Ken Dreyer [Mon, 12 Jan 2015 19:23:56 +0000 (12:23 -0700)]
packaging: rm unnecessary RPM macro definitions
Remove the extraneous macro definitions, %{name}, %{version},
%{unmangled_version}, %{release}. RPM automatically sets these when we
use the Name, Version, and Release tags.
Discussed %{unmangled_version} in #ceph-devel today; not sure where that
one came from.
Josh Durgin [Tue, 23 Dec 2014 06:16:36 +0000 (01:16 -0500)]
client: workaround socket leak
Recreate the boto connection object after every 512 requests in an
attempt to workaround a socket leak when the remote end closes the
connection. Boto does not seem to be causing httplib to close() the
sockets appropriately in some cases. I'm not sure exactly where
the leak is occurring, but forcing boto to reinitialize its
connection pool like this avoids it.
Josh Durgin [Thu, 18 Dec 2014 05:49:35 +0000 (21:49 -0800)]
worker: check op state for progress on any HTTP error
500 can be caused by an fcgi timeout when the operation still ends up
succeeding. It doesn't hurt to check for op state being in progress in
general in case other error codes happen but don't indicate actual
failure of the copy, since wait_for_object fails immediately if the
op state is not in progress.
Josh Durgin [Thu, 18 Dec 2014 05:28:38 +0000 (21:28 -0800)]
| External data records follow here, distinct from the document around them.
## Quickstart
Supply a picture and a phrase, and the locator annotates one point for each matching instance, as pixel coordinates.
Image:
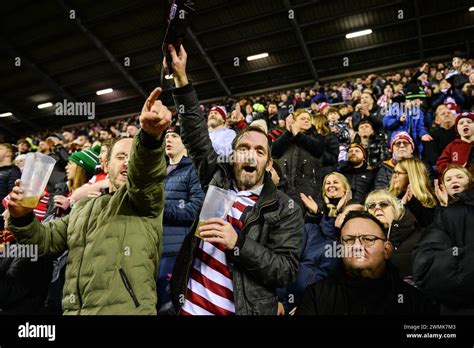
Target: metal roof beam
(101, 47)
(209, 62)
(301, 41)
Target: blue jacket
(183, 201)
(314, 264)
(413, 125)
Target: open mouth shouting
(456, 188)
(332, 191)
(250, 168)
sync: use ' ' as the default shard so retries can be stored
The replica log api doesn't allow empty markers, but we may need to
store retries in the replica log even if there are no log entries. Use
' ' as a marker instead, since it is before all possible markers.
Josh Durgin [Thu, 18 Dec 2014 05:20:21 +0000 (21:20 -0800)]
full data sync: treat 404 from bucket list as success
Since results are paged, the exception may not occur immediately, so
add a new type to distinguish it from other client exceptions, and
catch it at any point during full sync of a bucket.
Josh Durgin [Tue, 25 Nov 2014 00:26:27 +0000 (16:26 -0800)]
Immediately fail when op state is not found
There's a very narrow window in which our connection sending the copy
request could fail before radosgw records the op state, and we query
the op state in that time. Retrying later at that point is fine, and
avoids a long timeout if there is a bug causing us to reach this point
without the op state ever being recorded. This race hasn't been
observed in practice.
Josh Durgin [Mon, 10 Nov 2014 23:39:22 +0000 (15:39 -0800)]
worker: process full sync for buckets with no log
This way we catch objects that were uploaded before zones or data logs
were set up. If there are actually no objects in the bucket, the
bucket listing will tell us that.
Josh Durgin [Mon, 10 Nov 2014 22:14:11 +0000 (14:14 -0800)]
client: don't hide boto return values
The decorator for translating boto exceptions needs to return
explicitly, or it will lose the return value of the original function,
and cause full sync to fail for objects that aren't in the bucket
index log.
Josh Durgin [Sat, 22 Mar 2014 12:10:28 +0000 (05:10 -0700)]
packaging: fix up spec file for non-python files
Correct the installation of the binary, logrotate conf, and init script.
Stop using INSTALLED_FILES. Instead explicitly list files and glob the
python package, as recommended by Fedora's python packaging guide.
Josh Durgin [Wed, 19 Mar 2014 11:31:29 +0000 (04:31 -0700)]
cli: add a default log file
Now that the packages include /var/log/ceph/radosgw-agent, default to
storing logs there, named after the configuration file or
radosgw-agent.log if no config file was used.